The Supreme Court has declined to hear a challenge to Washington state regulations that require pharmacies to stock abortifacient drugs. As Justice Alito noted, “This case is an ominous sign.”
The Stormans family runs Ralph’s Thriftway, a local grocery store and pharmacy in Washington state. The family made a decision not to stock Plan B, a drug that can cause an early abortion. The Stormans are Christians who believe that life begins at conception, so they do not sell drugs that can terminate a human life. When a customer requests such a drug, the pharmacy refers the customer to one of 30 nearby pharmacies that sell the drug.
Yes, there are 30 pharmacies within a 5-mile radius of Ralph’s. Customers who wish to purchase Plan B can easily get it. Access was never an issue for customers seeking the drug.
The Washington state policy gives exceptions for a host of secular reasons. For example, a pharmacy can refuse to stock a drug if the owner does not believe it will be profitable. A pharmacy can also decline a customer’s insurance. In fact, a pharmacy can turn away a customer because he or she uses Medicaid.
| Archbishop William E. Lori
Supporters of the Washington regulations say that no one should be turned away from a pharmacy for being a woman. Indeed, but the Stormans did not turn anyone away for being a woman. And these same supporters of the policy appear to have no problem turning people away from a pharmacy for being poor.
If access is not an issue, and if the government is willing to grant exceptions for other reasons, then what purpose does Washington’s policy serve? Indeed, what makes this case so disturbing is that the regulations seem to be designed precisely to prevent conscience from playing a role in how pharmacists run their business. A pharmacist may refuse to stock or deliver a drug for secular reasons but not for moral or religious reasons. The law effectively targets religion.

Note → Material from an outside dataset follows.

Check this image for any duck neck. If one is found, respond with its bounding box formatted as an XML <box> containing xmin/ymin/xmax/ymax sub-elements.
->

The Supreme Court did not think that this case was worth its time. And the decision not to hear the case was released the same week that the court struck down a Texas law that sought to implement modest regulations designed to ensure that abortions performed in Texas would be safe for women. For example, one of the dispatched regulations was that an abortion facility be required to have an adequate fire detection system. Even after the horrors that came to light during the trial of abortionist Kermit Gosnell, the Court’s ruling suggests that access to abortion cannot be fettered in any way, regardless of serious clinic safety issues.
When we look at these two actions of the Supreme Court together, a picture emerges, in which the dogmas of the sexual revolution trump all other rights, including the right to live in accordance with one’s faith. Abortion here is being treated as something sacrosanct, as if it is of such importance that the Court feels the need to give it special protection.
Another theme appears to be that religion, or even one’s moral view, cannot play a role in informing how one serves the public. One can make decisions based on the profit motive, for example, but not on the motive to serve in accordance with one’s faith. Do we really want a society where businesses are free to follow the desire to maximize profit, but not free to follow their consciences? Do we want a society where those who provide health care are expected to sacrifice their most cherished beliefs in order to serve the community? What about the pharmacist who refuses to stock a drug because testing it involves cruelty to animals? Or because it could be used by a state to inflict the death penalty?
There are many ways that conscience, faith and morals might inform how pharmacists and other business owners carry out their work. Zeal for the sexual revolution seems to threaten restrictions on conscience with implications far beyond abortion or contraception, moving us from a pluralistic society to one where government may coerce people into doing what they believe to be wrong.
The Stormans have served their community for over 60 years, but they will be forced to make an impossible choice: Comply with a law requiring them to dispense abortion-inducing drugs, or go out of business. No one is served by this law. No one is served when people of good will, of faith and integrity, are forced out of business. No one is served when conscience is excommunicated from public reason.
Archbishop William E. Lori of Baltimore is chairman of the Ad Hoc Committee for Religious Liberty of the U.S. Conference of Catholic Bishops.